Bloodline

Directed by Henry Jacobson, Bloodline follows Seann William Scott’s Evan Cole as his mental state crumbles after his wife (Mariela Garriga’s Lauren) has a baby and he goes several weeks without sleeping. Filmmaker Jacobson, working from a screenplay written with Avra Fox-Lerner and Will Honley, admittedly does a nice job of immediately drawing the viewer into the erratically-paced proceedings, as Bloodline kicks off with a slick opening stretch that seems to promise a brisk, thrilling endeavor suffused with appreciatively brutal bursts of violence – with the auspicious atmosphere heightened by Scott’s impressively subdued turn as the increasingly menacing protagonist. From there, however, the picture segues into a sluggish narrative that grows less and less interesting as time (slowly) progresses – which ensures, as a result, that one’s efforts at embracing the central character’s repetitive exploits fall completely (and hopelessly) flat (ie it all just becomes tedious, ultimately).
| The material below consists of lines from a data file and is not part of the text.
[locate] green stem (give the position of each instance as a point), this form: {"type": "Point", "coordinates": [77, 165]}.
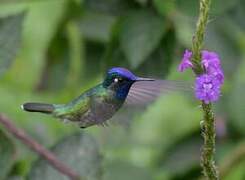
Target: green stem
{"type": "Point", "coordinates": [208, 149]}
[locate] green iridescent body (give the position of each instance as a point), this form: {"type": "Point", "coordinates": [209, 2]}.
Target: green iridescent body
{"type": "Point", "coordinates": [92, 107]}
{"type": "Point", "coordinates": [101, 102]}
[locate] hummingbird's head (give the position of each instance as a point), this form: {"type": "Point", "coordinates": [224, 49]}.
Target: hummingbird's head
{"type": "Point", "coordinates": [120, 80]}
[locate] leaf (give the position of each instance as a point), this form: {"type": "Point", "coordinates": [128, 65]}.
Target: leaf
{"type": "Point", "coordinates": [165, 8]}
{"type": "Point", "coordinates": [96, 26]}
{"type": "Point", "coordinates": [112, 7]}
{"type": "Point", "coordinates": [10, 37]}
{"type": "Point", "coordinates": [39, 29]}
{"type": "Point", "coordinates": [218, 7]}
{"type": "Point", "coordinates": [78, 151]}
{"type": "Point", "coordinates": [161, 59]}
{"type": "Point", "coordinates": [141, 33]}
{"type": "Point", "coordinates": [7, 152]}
{"type": "Point", "coordinates": [236, 100]}
{"type": "Point", "coordinates": [159, 127]}
{"type": "Point", "coordinates": [117, 169]}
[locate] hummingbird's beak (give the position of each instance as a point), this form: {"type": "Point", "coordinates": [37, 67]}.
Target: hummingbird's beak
{"type": "Point", "coordinates": [144, 79]}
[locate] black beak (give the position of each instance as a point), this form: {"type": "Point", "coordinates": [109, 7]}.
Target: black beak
{"type": "Point", "coordinates": [144, 79]}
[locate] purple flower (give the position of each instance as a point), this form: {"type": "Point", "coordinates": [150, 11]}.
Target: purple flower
{"type": "Point", "coordinates": [207, 88]}
{"type": "Point", "coordinates": [210, 59]}
{"type": "Point", "coordinates": [217, 73]}
{"type": "Point", "coordinates": [186, 61]}
{"type": "Point", "coordinates": [211, 63]}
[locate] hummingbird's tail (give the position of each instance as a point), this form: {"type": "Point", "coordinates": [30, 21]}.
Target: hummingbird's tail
{"type": "Point", "coordinates": [38, 107]}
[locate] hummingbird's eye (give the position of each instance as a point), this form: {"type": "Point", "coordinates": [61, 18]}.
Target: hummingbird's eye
{"type": "Point", "coordinates": [116, 80]}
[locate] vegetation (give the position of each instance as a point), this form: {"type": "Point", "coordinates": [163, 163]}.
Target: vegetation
{"type": "Point", "coordinates": [53, 50]}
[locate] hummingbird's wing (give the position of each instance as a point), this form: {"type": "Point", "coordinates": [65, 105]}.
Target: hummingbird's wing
{"type": "Point", "coordinates": [142, 94]}
{"type": "Point", "coordinates": [145, 92]}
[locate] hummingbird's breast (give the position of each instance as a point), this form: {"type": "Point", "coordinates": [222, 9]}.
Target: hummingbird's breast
{"type": "Point", "coordinates": [103, 107]}
{"type": "Point", "coordinates": [93, 107]}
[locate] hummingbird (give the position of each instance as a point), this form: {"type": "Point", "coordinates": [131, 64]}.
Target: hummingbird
{"type": "Point", "coordinates": [100, 103]}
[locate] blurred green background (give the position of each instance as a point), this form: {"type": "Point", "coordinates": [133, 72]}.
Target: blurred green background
{"type": "Point", "coordinates": [53, 50]}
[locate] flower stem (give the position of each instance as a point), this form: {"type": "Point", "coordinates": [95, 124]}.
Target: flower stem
{"type": "Point", "coordinates": [208, 149]}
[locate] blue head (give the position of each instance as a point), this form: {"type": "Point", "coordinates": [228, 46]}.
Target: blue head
{"type": "Point", "coordinates": [120, 80]}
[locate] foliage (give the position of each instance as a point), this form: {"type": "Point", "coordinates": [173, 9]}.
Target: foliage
{"type": "Point", "coordinates": [63, 47]}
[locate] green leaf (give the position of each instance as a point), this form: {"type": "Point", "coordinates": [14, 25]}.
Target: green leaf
{"type": "Point", "coordinates": [218, 7]}
{"type": "Point", "coordinates": [141, 33]}
{"type": "Point", "coordinates": [96, 26]}
{"type": "Point", "coordinates": [113, 7]}
{"type": "Point", "coordinates": [166, 7]}
{"type": "Point", "coordinates": [236, 100]}
{"type": "Point", "coordinates": [39, 29]}
{"type": "Point", "coordinates": [10, 37]}
{"type": "Point", "coordinates": [7, 152]}
{"type": "Point", "coordinates": [79, 151]}
{"type": "Point", "coordinates": [117, 170]}
{"type": "Point", "coordinates": [159, 127]}
{"type": "Point", "coordinates": [161, 59]}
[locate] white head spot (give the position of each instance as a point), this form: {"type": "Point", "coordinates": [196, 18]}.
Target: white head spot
{"type": "Point", "coordinates": [116, 80]}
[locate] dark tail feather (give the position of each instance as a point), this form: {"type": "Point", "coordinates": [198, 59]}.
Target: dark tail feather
{"type": "Point", "coordinates": [38, 107]}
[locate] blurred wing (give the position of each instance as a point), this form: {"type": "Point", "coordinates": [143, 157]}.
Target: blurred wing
{"type": "Point", "coordinates": [142, 94]}
{"type": "Point", "coordinates": [145, 92]}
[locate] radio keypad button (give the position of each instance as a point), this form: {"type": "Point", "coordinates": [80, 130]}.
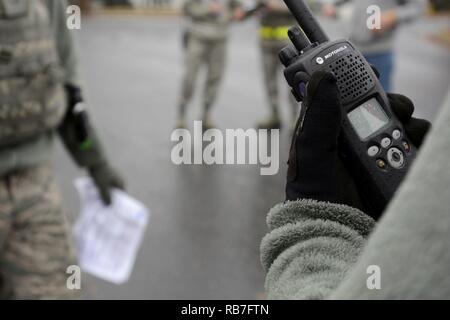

The inclusion of a few unexpected twists within Bloodline‘s second half provides the movie with a few short-lived bursts of energy, although the film, perhaps inevitably, eventually does end up limping towards its deeply unsatisfying and rather anticlimactic final stretch – with the end result a fairly pronounced misfire that squanders a thoroughly intriguing set-up and Scott’s eye-opening performance.